Elles sont différentes et toutes les deux réelles. Côté affichage, le règlement local de publicité prévu par l'article L581-14 du Code de l'environnement définit des zones où s'applique une réglementation plus restrictive que le règlement national, et la taxe sur la publicité extérieure, renommée TPE au 1er janvier 2025, est due par toute entreprise exploitant un support publicitaire. Côté flyers, l'article L541-15-15 du Code de l'environnement punit le non-respect d'un autocollant Stop Pub de l'amende prévue pour les contraventions de la 5e classe, et la distribution sur la voie publique relève du règlement municipal de la commune concernée.

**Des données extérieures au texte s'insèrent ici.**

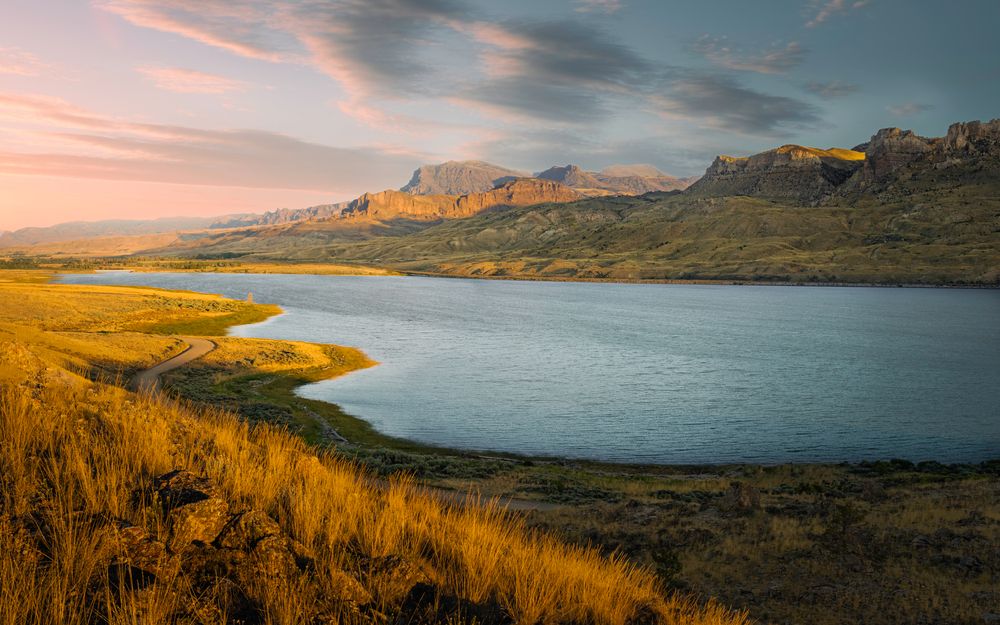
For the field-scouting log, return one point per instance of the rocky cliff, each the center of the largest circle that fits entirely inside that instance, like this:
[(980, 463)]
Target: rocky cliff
[(614, 180), (789, 172), (893, 153), (458, 178), (399, 205), (972, 138), (889, 150), (280, 216)]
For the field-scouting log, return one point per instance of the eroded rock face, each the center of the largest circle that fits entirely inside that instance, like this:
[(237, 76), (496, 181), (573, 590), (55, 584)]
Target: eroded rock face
[(194, 511), (974, 137), (891, 149), (619, 179), (789, 172), (458, 178), (396, 204)]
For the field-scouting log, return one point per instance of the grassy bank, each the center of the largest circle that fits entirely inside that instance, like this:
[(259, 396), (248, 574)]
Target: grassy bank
[(884, 542), (121, 508)]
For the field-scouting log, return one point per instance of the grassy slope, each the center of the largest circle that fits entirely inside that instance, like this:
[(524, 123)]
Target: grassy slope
[(73, 453), (930, 226), (920, 240)]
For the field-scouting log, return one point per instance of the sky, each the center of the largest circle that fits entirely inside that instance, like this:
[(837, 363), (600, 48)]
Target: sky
[(149, 108)]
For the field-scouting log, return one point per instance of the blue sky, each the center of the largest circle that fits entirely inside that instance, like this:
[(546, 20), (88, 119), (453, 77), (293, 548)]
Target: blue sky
[(112, 108)]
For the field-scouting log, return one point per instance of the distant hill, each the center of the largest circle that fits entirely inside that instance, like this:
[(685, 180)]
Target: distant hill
[(107, 228), (906, 209), (792, 172), (622, 179), (458, 178)]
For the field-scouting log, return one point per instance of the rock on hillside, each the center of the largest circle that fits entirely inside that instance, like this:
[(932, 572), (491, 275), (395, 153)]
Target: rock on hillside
[(280, 216), (892, 153), (789, 172), (617, 179), (891, 149), (971, 138), (639, 169), (458, 178), (399, 205)]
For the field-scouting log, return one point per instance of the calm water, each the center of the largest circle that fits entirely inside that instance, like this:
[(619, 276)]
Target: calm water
[(649, 373)]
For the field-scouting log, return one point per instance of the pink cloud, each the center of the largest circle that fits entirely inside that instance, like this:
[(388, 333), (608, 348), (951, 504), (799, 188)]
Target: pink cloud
[(239, 26), (182, 80), (113, 149), (21, 63)]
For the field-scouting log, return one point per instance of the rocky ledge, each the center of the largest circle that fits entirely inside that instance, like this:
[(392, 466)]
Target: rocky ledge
[(789, 172)]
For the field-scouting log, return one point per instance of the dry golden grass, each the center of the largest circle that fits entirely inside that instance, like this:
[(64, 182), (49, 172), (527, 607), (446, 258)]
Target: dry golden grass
[(247, 355), (61, 307), (319, 269), (73, 453)]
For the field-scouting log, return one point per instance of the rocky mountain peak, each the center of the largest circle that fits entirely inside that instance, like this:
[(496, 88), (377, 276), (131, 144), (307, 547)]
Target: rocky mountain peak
[(974, 137), (458, 178), (790, 171)]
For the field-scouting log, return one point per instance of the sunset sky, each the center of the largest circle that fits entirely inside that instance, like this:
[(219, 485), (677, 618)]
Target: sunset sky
[(149, 108)]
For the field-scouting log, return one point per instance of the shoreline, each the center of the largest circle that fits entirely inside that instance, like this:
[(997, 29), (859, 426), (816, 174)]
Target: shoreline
[(287, 385), (376, 271)]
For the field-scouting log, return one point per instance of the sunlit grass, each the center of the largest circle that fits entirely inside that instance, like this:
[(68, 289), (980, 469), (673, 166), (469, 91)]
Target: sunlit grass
[(70, 453)]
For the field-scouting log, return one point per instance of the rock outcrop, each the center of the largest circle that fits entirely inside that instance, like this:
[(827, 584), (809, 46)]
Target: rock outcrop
[(789, 172), (398, 205), (281, 216), (891, 149), (893, 152), (458, 178), (615, 180), (972, 138)]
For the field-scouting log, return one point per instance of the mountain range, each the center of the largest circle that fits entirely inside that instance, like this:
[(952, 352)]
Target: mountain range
[(898, 207)]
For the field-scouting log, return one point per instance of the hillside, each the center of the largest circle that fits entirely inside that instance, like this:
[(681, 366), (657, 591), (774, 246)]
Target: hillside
[(615, 180), (929, 237), (122, 508), (458, 178), (791, 172), (103, 229)]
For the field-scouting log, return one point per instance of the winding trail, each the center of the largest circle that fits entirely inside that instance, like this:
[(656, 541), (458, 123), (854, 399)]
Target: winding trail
[(149, 379)]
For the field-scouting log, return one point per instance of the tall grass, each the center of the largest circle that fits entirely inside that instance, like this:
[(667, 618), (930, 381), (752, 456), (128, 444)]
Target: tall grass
[(73, 457)]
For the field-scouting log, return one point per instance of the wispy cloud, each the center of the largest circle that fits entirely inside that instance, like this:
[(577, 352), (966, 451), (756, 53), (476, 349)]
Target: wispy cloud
[(776, 59), (721, 102), (834, 89), (182, 80), (19, 62), (530, 72), (828, 8), (244, 27), (908, 109), (599, 6), (116, 149)]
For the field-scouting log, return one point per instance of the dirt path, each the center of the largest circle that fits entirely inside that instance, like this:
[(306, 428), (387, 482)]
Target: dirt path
[(149, 379)]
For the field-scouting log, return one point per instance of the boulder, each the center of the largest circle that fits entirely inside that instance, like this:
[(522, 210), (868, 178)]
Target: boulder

Faut-il combiner affichage et distribution de flyers ? +

C'est souvent le meilleur usage d'un budget moyen, à condition de les séquencer plutôt que de les additionner. L'affichage travaille la répétition : la même personne revoit la face chaque jour de son trajet pendant la période louée, ce qui installe une notoriété. Le flyer travaille le déclenchement : il porte une offre datée, un code ou un QR code qui rend la campagne mesurable. La séquence qui fonctionne consiste à installer la notoriété d'abord, puis à distribuer avec le même visuel pendant la seconde moitié de la période d'affichage, pour que le flyer soit reconnu au lieu d'être découvert.

Quel canal print est le plus mesurable ? +

Le flyer, sans discussion, à deux conditions. La première est de tracer la réponse : code promotionnel nominatif ou QR code dédié pointant vers une page avec paramètres de campagne, ce qui donne un taux de retour à quelques pour cent près. La seconde est d'exiger la preuve de distribution, c'est-à-dire le relevé des rues réellement couvertes. Le taux de retour d'une distribution se situe entre 1 et 7 pour cent selon le secteur et la qualité du ciblage, pour un coût d'acquisition client de 4 à 25 euros sur un commerce de proximité. L'affichage, lui, ne produit spontanément aucune donnée d'attribution : il faut lui en ajouter une.